Il porto di Nansha, situato nella città di Guangzhou (Canton), è uno dei principali centri per il commercio e l’esportazione nella Cina meridionale. Nansha è la maggiore area portuale della città, parte dell’area di libero scambio del Guangdong e gestisce oltre il 70 per cento del traffico marittimo della regione.

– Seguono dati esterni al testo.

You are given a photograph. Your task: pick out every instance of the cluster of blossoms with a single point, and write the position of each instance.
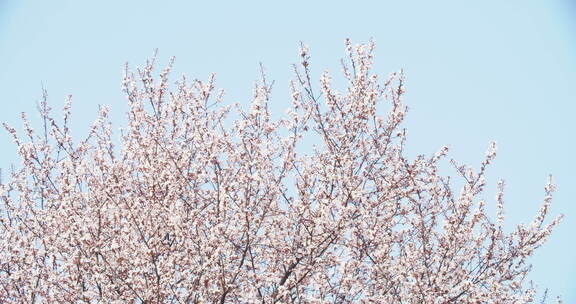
(191, 208)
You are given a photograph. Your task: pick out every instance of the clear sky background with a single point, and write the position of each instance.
(476, 71)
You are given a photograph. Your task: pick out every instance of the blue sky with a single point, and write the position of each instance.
(476, 71)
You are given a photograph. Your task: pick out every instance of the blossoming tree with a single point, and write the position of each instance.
(192, 208)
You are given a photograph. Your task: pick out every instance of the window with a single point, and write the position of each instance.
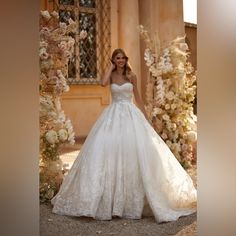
(91, 55)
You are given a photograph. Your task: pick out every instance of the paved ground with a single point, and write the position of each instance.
(52, 224)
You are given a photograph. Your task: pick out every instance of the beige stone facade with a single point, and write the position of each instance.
(84, 103)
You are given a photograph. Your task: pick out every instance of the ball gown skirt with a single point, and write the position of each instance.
(125, 169)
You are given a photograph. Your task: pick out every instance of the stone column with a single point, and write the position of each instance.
(128, 38)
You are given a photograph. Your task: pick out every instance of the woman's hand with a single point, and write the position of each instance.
(112, 65)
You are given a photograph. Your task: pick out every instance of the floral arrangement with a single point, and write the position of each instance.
(170, 93)
(55, 50)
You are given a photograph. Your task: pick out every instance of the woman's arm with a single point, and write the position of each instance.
(137, 96)
(106, 78)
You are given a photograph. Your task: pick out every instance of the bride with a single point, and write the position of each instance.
(124, 168)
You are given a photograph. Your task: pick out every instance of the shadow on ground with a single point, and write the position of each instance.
(52, 224)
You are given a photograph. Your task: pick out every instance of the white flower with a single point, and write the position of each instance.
(173, 126)
(169, 143)
(176, 147)
(67, 54)
(192, 136)
(45, 14)
(164, 135)
(83, 34)
(148, 57)
(46, 102)
(63, 45)
(45, 31)
(43, 54)
(184, 147)
(167, 106)
(157, 111)
(183, 46)
(55, 14)
(70, 42)
(173, 106)
(165, 117)
(154, 71)
(51, 137)
(43, 44)
(63, 135)
(170, 95)
(62, 25)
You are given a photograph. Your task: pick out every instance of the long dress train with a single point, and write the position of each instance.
(123, 166)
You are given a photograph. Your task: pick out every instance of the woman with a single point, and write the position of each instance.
(124, 168)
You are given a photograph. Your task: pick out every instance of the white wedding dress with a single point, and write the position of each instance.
(125, 169)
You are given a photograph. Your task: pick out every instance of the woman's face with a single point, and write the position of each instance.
(120, 60)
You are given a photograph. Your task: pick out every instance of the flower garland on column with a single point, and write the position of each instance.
(170, 93)
(55, 49)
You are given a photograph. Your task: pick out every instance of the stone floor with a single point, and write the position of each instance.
(52, 224)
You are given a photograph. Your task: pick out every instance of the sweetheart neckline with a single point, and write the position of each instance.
(121, 84)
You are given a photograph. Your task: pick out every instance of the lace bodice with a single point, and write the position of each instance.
(122, 93)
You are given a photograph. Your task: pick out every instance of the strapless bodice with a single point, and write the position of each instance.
(122, 93)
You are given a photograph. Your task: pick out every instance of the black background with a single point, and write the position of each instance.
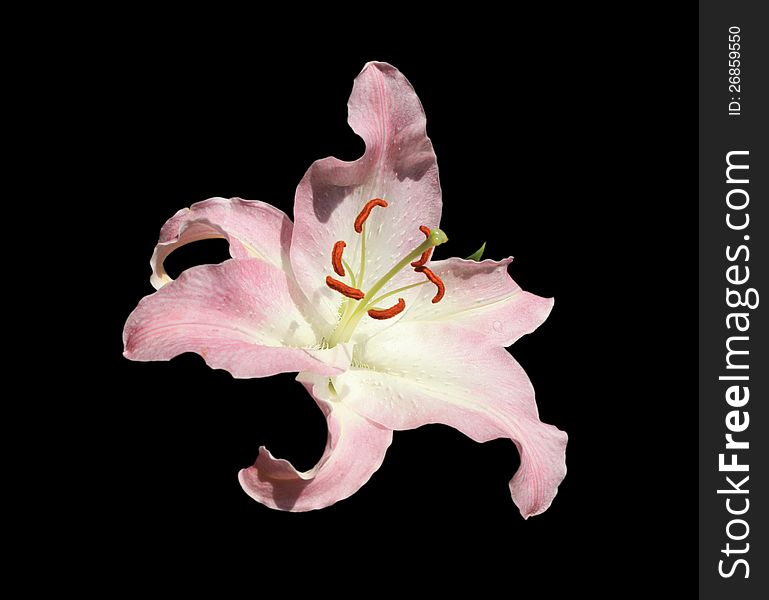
(555, 147)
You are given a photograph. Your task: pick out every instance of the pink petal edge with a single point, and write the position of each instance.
(254, 229)
(470, 385)
(483, 297)
(355, 449)
(398, 165)
(239, 316)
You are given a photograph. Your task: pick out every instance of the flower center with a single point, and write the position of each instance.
(361, 303)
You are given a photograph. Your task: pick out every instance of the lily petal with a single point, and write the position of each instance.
(239, 316)
(399, 165)
(483, 297)
(355, 449)
(471, 385)
(254, 229)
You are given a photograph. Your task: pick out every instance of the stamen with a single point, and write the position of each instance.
(344, 289)
(436, 280)
(387, 312)
(336, 258)
(426, 254)
(361, 218)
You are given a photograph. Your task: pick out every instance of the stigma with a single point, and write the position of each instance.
(367, 301)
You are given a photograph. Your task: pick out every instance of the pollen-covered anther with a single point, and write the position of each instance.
(387, 313)
(344, 289)
(426, 254)
(361, 218)
(434, 279)
(336, 258)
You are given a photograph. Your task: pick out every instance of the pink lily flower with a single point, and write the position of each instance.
(382, 338)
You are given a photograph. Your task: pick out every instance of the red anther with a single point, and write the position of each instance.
(361, 218)
(426, 254)
(344, 289)
(336, 258)
(436, 280)
(388, 312)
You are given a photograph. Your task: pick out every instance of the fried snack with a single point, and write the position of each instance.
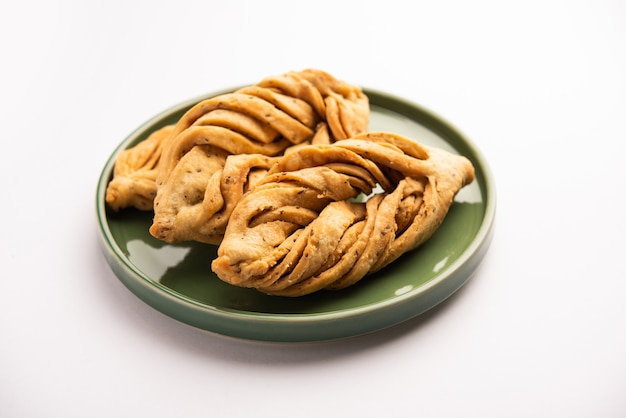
(302, 228)
(196, 191)
(135, 172)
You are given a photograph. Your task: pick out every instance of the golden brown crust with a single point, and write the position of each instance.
(135, 172)
(264, 120)
(329, 240)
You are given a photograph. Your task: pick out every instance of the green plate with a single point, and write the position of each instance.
(177, 279)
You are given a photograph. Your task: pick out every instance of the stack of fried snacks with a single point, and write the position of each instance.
(302, 227)
(198, 183)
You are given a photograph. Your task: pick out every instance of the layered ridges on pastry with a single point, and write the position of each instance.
(193, 195)
(134, 176)
(325, 216)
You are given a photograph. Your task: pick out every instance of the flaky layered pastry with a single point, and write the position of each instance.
(302, 227)
(218, 148)
(134, 176)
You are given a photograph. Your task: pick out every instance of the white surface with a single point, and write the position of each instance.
(539, 86)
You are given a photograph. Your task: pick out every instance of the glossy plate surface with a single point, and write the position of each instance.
(177, 279)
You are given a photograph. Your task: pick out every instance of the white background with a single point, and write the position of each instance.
(538, 86)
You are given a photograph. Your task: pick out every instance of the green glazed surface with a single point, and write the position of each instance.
(177, 279)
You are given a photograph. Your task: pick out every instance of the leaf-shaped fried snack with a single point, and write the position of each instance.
(134, 176)
(301, 229)
(264, 120)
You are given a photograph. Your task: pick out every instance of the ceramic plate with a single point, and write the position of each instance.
(177, 279)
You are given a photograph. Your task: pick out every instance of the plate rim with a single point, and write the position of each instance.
(447, 283)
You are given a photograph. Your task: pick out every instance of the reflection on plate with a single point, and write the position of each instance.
(177, 279)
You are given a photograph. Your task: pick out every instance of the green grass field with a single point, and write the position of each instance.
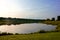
(36, 36)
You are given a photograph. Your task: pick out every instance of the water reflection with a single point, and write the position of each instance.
(26, 28)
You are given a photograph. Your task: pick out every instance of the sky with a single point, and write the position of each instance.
(33, 9)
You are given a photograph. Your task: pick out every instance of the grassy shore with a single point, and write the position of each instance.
(36, 36)
(54, 23)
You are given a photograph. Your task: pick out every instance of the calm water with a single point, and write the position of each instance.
(26, 28)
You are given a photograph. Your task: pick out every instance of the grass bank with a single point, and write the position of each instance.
(37, 36)
(54, 23)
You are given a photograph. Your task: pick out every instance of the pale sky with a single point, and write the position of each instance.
(37, 9)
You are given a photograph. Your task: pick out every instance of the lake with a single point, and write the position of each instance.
(26, 28)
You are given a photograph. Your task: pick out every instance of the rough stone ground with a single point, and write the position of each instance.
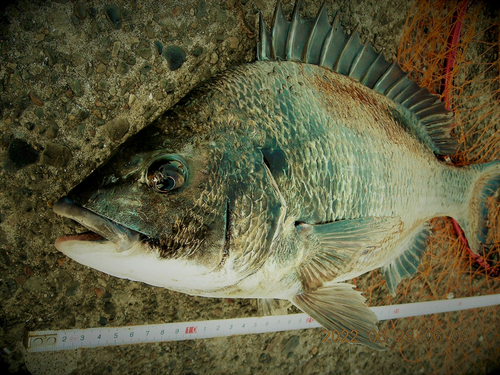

A giugno 2022 sono stati completati alcuni lavori di ampliamento che hanno potenziato l’utilizzo del porto, che ora dispone di ormeggi da oltre 100mila tonnellate, ed è attrezzato per ospitare chiatte e imbarcazioni da lavoro. Grazie a questa espansione, il porto sarà in grado di gestire oltre i 24 milioni di TEU, collocandosi tra i principali porti al mondo per volume di container movimentati.

Le autorità portuali hanno implementato nuove tecnologie per una gestione più efficiente e rapida dei container: da aprile il porto sta testando sistemi smart per servire le più grandi navi portacontainer, con gru di banchina e veicoli intelligenti a conduzione autonoma per la movimentazione delle merci. L’innovazione, l’intelligenza artificiale e i sistemi automatizzati, insieme alla tecnologia 5G, sono stati introdotti per rendere più rapida ogni fase del processo di sdoganamento, con l’uso di robot per l’ispezione e il monitoraggio del flusso dei container.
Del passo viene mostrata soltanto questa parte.